So, it explains why the following code works fine:
#include <iostream>
struct A
{
private:
int a = 5;
friend int foo(A a)
{
return a.a;
}
};
int a = foo(A());
int main(){ std::cout << a << std::endl; }
DEMO
We defined the function in the friend declaration and, as the Standard said it became the member of the global namespace. But the rule covers the defintion, not declaration. Obviously, that's not any declaration is definition. So we can't apply one to the first example.
In the last program
#include <iostream>
struct A
{
private:
int a = 5;
friend int foo(A a)
{
return a.a;
}
};
int a = foo(A());
int main(){ std::cout << a << std::endl; }
The compiler finds definition of function foo only due to the argument dependent lookup.
You should consider the following section of the C++ Standard
3.4.2 Argument-dependent name lookup
2 For each argument type T in the function call, there is a set of
zero or more associated namespaces and a set of zero or more
associated classes to be considered. The sets of namespaces and
classes is determined entirely by the types of the function
arguments (and the namespace of any template template argument).

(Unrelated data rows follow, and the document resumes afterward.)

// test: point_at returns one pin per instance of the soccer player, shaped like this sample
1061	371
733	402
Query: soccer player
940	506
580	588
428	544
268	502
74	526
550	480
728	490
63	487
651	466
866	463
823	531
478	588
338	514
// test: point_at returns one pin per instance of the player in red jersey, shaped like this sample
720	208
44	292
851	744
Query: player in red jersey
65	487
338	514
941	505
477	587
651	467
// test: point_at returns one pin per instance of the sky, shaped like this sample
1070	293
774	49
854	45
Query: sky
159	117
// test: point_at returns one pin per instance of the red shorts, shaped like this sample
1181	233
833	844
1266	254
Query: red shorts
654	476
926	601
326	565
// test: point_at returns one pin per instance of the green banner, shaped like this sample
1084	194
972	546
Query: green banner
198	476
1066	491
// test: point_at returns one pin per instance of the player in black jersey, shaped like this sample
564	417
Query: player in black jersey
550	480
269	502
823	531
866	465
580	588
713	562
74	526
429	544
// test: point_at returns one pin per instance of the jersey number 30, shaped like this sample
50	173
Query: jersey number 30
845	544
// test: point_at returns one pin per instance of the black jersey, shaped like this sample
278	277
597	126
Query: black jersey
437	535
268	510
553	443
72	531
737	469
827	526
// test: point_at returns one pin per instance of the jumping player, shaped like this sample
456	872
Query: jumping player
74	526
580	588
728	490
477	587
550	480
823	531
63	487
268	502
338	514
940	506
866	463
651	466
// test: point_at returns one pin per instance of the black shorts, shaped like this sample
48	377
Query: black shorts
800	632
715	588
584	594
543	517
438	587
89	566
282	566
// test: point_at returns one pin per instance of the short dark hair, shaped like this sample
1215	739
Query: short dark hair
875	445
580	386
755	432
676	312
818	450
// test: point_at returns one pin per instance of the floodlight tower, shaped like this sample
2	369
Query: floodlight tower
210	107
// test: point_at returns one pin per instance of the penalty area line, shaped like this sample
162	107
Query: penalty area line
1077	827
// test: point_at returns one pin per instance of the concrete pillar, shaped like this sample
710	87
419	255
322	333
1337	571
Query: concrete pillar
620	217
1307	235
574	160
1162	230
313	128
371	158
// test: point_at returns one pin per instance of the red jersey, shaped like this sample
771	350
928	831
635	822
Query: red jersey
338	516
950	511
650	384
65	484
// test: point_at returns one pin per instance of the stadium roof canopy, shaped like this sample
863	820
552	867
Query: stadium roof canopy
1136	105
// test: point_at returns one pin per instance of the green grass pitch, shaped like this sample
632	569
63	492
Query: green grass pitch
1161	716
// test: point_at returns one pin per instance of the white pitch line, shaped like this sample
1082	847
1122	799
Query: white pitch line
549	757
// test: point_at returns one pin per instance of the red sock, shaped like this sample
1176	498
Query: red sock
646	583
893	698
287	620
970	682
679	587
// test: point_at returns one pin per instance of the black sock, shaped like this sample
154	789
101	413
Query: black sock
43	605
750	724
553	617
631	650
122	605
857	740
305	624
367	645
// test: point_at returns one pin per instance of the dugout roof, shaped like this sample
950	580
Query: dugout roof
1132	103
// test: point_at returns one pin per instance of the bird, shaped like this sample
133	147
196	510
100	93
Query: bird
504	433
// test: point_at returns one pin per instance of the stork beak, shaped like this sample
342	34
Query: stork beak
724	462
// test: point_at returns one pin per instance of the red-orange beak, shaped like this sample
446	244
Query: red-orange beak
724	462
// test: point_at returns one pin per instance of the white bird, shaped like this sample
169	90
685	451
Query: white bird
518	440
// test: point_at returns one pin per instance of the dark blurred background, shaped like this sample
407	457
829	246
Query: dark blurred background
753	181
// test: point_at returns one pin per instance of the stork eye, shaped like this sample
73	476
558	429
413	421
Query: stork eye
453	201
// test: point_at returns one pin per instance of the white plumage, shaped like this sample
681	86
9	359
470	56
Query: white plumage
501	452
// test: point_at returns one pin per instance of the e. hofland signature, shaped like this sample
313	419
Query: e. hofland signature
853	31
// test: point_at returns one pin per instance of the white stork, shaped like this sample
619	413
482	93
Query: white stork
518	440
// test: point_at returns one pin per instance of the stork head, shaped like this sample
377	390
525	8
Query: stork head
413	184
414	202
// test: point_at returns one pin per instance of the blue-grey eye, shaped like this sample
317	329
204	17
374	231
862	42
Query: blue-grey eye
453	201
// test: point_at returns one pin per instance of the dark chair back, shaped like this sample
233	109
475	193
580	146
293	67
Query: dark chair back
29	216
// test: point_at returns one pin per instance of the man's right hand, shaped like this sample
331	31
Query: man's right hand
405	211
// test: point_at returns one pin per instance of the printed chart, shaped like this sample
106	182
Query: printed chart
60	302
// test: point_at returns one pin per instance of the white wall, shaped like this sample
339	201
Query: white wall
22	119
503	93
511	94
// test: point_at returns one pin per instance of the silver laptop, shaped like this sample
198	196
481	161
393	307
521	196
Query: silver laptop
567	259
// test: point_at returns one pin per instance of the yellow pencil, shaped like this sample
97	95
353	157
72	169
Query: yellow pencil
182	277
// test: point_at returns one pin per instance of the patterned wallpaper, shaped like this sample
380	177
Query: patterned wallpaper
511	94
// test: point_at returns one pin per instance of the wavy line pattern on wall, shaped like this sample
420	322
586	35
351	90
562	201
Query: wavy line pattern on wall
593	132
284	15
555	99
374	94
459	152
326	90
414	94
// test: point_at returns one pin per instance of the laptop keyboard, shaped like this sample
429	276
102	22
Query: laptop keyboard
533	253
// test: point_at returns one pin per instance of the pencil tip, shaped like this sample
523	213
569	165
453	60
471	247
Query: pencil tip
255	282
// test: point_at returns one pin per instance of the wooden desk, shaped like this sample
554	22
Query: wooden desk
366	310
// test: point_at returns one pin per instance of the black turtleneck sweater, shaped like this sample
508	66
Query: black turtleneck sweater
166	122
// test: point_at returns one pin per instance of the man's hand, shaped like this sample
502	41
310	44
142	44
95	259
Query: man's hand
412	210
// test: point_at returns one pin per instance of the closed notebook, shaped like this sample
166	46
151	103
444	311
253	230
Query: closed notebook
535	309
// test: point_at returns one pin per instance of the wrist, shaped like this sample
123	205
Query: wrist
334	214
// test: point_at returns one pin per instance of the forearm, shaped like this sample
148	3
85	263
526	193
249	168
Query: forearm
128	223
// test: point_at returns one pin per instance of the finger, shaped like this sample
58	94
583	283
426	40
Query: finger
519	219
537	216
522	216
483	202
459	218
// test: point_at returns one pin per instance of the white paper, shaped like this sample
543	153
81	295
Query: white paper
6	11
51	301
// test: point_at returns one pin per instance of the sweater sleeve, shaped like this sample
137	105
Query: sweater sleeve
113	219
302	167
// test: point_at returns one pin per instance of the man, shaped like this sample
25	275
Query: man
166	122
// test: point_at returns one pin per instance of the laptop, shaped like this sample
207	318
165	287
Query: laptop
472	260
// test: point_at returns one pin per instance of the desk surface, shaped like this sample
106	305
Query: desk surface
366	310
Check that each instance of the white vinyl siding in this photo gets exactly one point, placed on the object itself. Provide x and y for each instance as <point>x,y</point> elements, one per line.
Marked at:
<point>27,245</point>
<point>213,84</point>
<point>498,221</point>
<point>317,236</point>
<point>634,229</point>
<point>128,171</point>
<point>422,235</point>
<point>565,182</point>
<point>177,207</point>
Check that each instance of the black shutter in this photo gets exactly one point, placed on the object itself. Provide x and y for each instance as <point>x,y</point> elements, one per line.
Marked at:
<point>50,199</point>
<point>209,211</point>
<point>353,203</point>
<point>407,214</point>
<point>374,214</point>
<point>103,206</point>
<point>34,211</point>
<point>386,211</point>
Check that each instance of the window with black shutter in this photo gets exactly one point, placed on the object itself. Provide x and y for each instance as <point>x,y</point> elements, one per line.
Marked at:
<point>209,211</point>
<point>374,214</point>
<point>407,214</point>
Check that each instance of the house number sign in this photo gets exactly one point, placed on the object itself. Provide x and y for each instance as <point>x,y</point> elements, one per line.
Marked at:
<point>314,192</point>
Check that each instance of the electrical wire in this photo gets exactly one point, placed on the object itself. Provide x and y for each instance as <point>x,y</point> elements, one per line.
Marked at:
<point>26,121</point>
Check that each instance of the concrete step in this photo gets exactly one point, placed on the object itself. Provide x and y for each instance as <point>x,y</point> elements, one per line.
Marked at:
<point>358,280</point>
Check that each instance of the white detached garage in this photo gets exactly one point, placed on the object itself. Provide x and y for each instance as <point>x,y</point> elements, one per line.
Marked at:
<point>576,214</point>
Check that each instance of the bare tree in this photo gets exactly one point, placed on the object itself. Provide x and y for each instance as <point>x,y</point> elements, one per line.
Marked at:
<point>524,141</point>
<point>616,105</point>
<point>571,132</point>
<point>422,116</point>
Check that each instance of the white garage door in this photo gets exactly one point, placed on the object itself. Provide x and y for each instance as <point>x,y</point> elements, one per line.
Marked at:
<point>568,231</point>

Typedef names and using-declarations used to specify the types do not
contribute to this set.
Thus in this program the compiler searches the function in the scope of the class because the argument of the function has the class type. If you will change the function definition for example the following way then the compiler will not find the function.
#include <iostream>
struct A
{
public:
A( int x ) : a( 2 * x ) {}
private:
int a;
friend int foo( int x )
{
A a( x );
return a.a;
}
};
int a = foo( 10 );
int main()
{
std::cout << a << std::endl;
return 0;
}
But if you add a declaration of the function in the scope where the class is defined then the compiler will see the function
#include <iostream>
struct A
{
public:
A( int x ) : a( 2 * x ) {}
private:
int a;
friend int foo( int x )
{
A a( x );
return a.a;
}
};
int foo( int );
int a = foo( 10 );
int main()
{
std::cout << a << std::endl;
return 0;
}
Here the program output is
20